First, CD 4’s Nithya Raman noted that public safety is hugely important to the people in her district, who definitely do feel unsafe when their calls to either 911 or the LAPD non-emergency line all too often go unanswered. “This is a problem,” she said. “We need LA to be a city where when you call for help, someone shows up and it’s the right person to respond to the issue that you’re facing in that emergency,” she said.
So Raman said she is definitely sympathetic to the goals of the new LAPD contract, and the need for increased public safety. At the same time, however, she said she’s also very concerned about the overall cost of the contract, and the possibility that it won’t fully address the problems it seeks to solve.
For example, said Raman, while many other local cities offer higher police salaries than Los Angeles, they, too, have big shortages of police officers right now, which indicates there are other factors besides salary driving the vacancies. Also, Raman noted that Szabo’s report showed that officers who leave LAPD are not mostly going to other law enforcement agencies (see chart below), which also indicates that pay alone is not the reason most choose to leave.
So Raman said the real issue with officer retention is likely much bigger than just wages – in other words, she said, it’s “a macro issue – not related to Los Angeles.”
Finally, Raman noted that the last time Los Angeles made such a huge increase to its police budget, it tipped the city into a budget deficit, which she said we can’t afford right now, especially since other city departments are also currently suffering similar staff and budget shortages. In fact, she said, the cost of this particular contract could hamper the city’s efforts to shore up the many other departments that also provide valuable services to residents (such as sidewalk repair, tree trimming, etc.) “I fear that this contract,” Raman said, “with its enormous fiscal responsibilities, leaves us less able to do that.”
Next, CD 1’s Eunisses Hernandez asked Szabo if the contract’s costs could indeed be at the expense of the needs of other city departments, and he acknowledged that it would indeed “be part of the competition for scarce resources” in the overall city budget.
Hernandez said she believes “equitable budgeting” is more important than just increasing LAPD spending, and the budget effects of the proposed LAPD increase would be “enormous” when too many other departments are “fighting for scraps.” She also noted that every other proposal that comes before the city council is met with the question of “How are we going to pay for that?” and said it seems “irresponsible” not to meet this proposal, for a department that already has a $1 billion budget, with the same question.

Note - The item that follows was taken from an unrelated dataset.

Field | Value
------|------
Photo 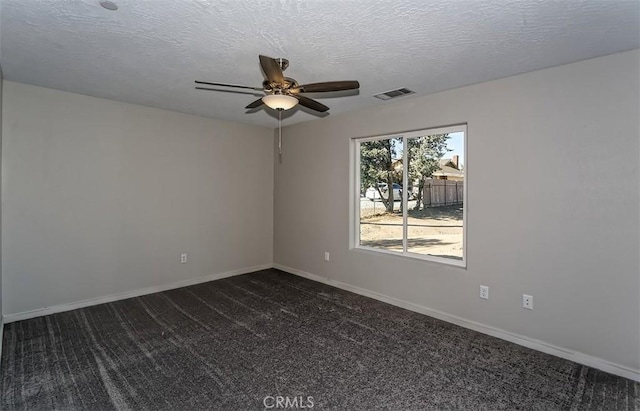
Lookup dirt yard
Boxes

Finally, CD 13’s Hugo Soto-Martinez agreed with both Raman and Hernandez, saying that everyone shares a vision of city services that work, and this contract is just too expensive to support that vision. Soto-Martinez also said that if the city set its priorities differently – such as putting LAPD levels of funding toward mental health services or systems that address the root causes of crime – the city would look very different, and we wouldn’t need to use the police as “de facto social workers.”
Like Raman and Hernandez, Soto-Martinez agreed that we need to adequately protect residents from those who are violent, but he, too, said he fears the big increases in the LAPD budget will come at the expense of other departments. “I don’t want to sink our ability to fund [other] programs,” he said.
In the end, before calling for the final vote, Council President Paul Krekorian thanked all of the speakers for their comments, saying, “I think this has been an example of the kind of debate we should be having here in the Council chambers, and I applaud all of you who spoke and the points that you made.”